Wed Jul 05 2006 - It's Time For Change.......
It's Time For Change.......
The fourth of July came and went with nothing special happening. Me and Michelle just hung out. I think we had a minor argument, but that's to be expected.

One thing that I think I'm now determined to do is to move to Hawaii. I mean, why not? Sacramento *CA* has nothing going on. It's so boring here. There is little nature here. The winter months suck and I think I'd be miserable if I ended up just being here. I figure, this is my life, why not just move to "paradise". I know I could transfer to the uni there. It'd be SO cool to be there. I wouldn't know anyone, but that's not much different from my standing now. As it stands, I have 1 real friend; that's Alex. And he's the type that'd he'd move there simply because I was. If not, I guess I could always visit. Then again, I'm not a good friend. Not anymore atleast. It's part of the bitterness that I feel from time to time. I mean, I feel like mankind and life in general is one big disappointment. Part of that is just to get away from the daily drag.

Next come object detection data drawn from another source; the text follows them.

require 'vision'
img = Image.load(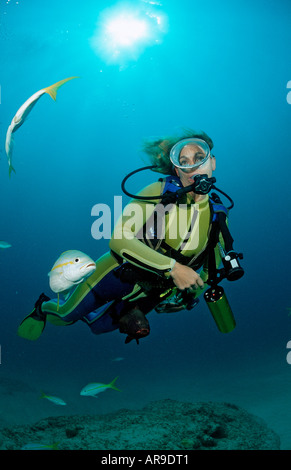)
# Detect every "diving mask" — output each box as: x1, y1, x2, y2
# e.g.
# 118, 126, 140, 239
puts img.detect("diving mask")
170, 137, 211, 171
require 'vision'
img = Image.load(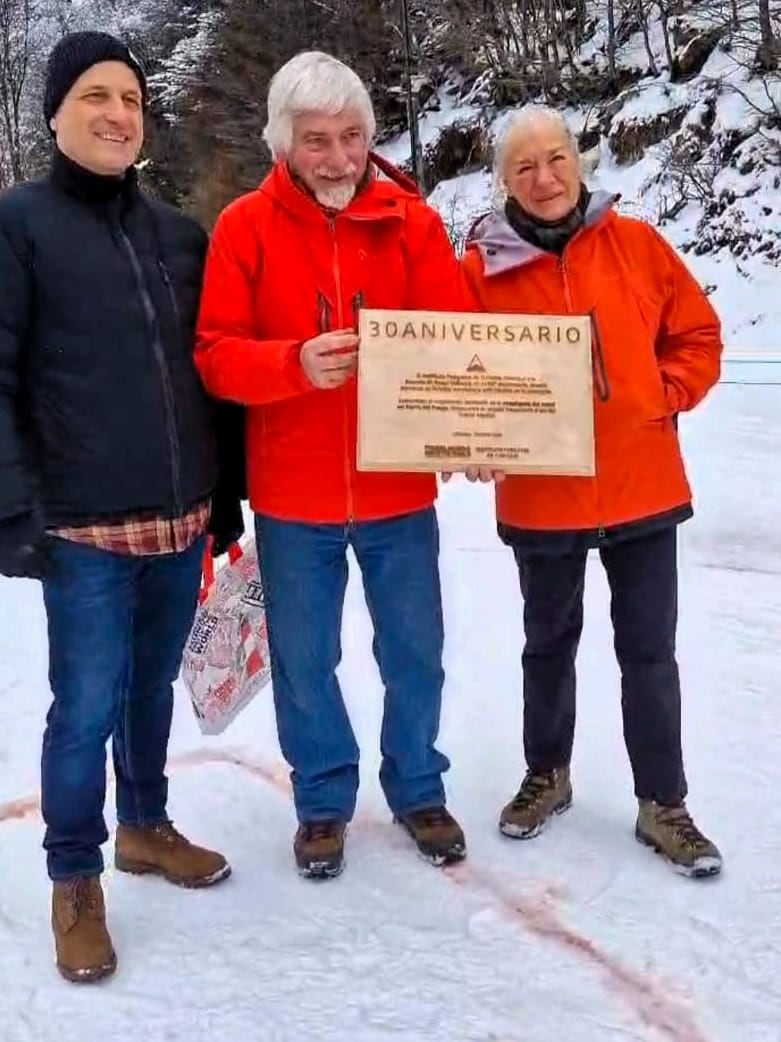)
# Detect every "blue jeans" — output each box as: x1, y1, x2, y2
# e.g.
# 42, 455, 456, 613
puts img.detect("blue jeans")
255, 508, 450, 821
41, 539, 204, 879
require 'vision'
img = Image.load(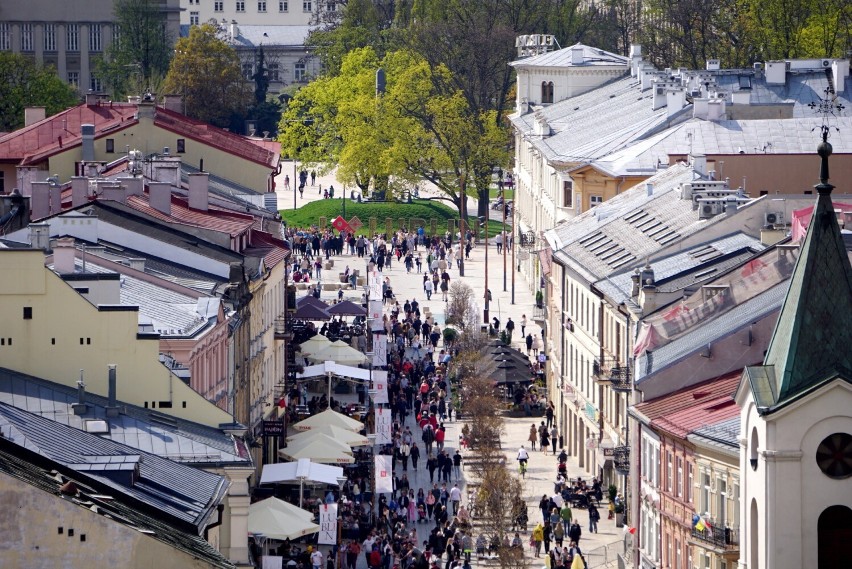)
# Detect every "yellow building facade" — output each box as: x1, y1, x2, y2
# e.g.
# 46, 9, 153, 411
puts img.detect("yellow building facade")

I could so see myself buying a small boat and just going to different Hawaiian islands and just surfing. I mean, once me and Michelle get our college degrees, we could be set. We discussed it and we'd both be happy just working part-time. Obviously, you got to be paid well to accomplish that. Thus the degrees and jobs. From there, maybe we'd sell some touristy art or something. I just see happiness there. One wonders if I'd still write entries. Maybe I'd be like sezreh and go out and just enjoy life. Maybe one day I can return to a more optimistic me. I'm so tired of being cynical and feeling like I'm holding back some rage from the idiots, er, general public, I encounter. It is now my goal to live there.

Why the sudden interest? Just websites and pics of the place. Second hand stories as well. I just think, my life can be semi-ideal. I really don't want to be bogged down with a full time job, raising kids, watching TV and spending my weekends just catching up on some sleep. I want to do things damnit. I want to be surrounded by beauty, not these ugly concrete structures that pass for buildings these days. I mean, even if I end up working full time, I want to be able to go have fun afterwards. Not the mall. UGH, God no, not the mall. I'm so sick and tired of malls. I also don't want to go to the horribly cold river. The waterfall pic I seen in Hawaii is beautiful. That's where I see myself. Its like I'm hungry for it. And hopefully, I can still help people as a psychologist or something of the like.

That's it for now. I have another entry I'm going to write. That entry will have some questions about chrisitanity, spirituality and other related stuff.

Lastly, I have changed my diary's name. It was, My Inner Soul. It is now, In Search Of TRUTH. As, that is what I'm all about right now.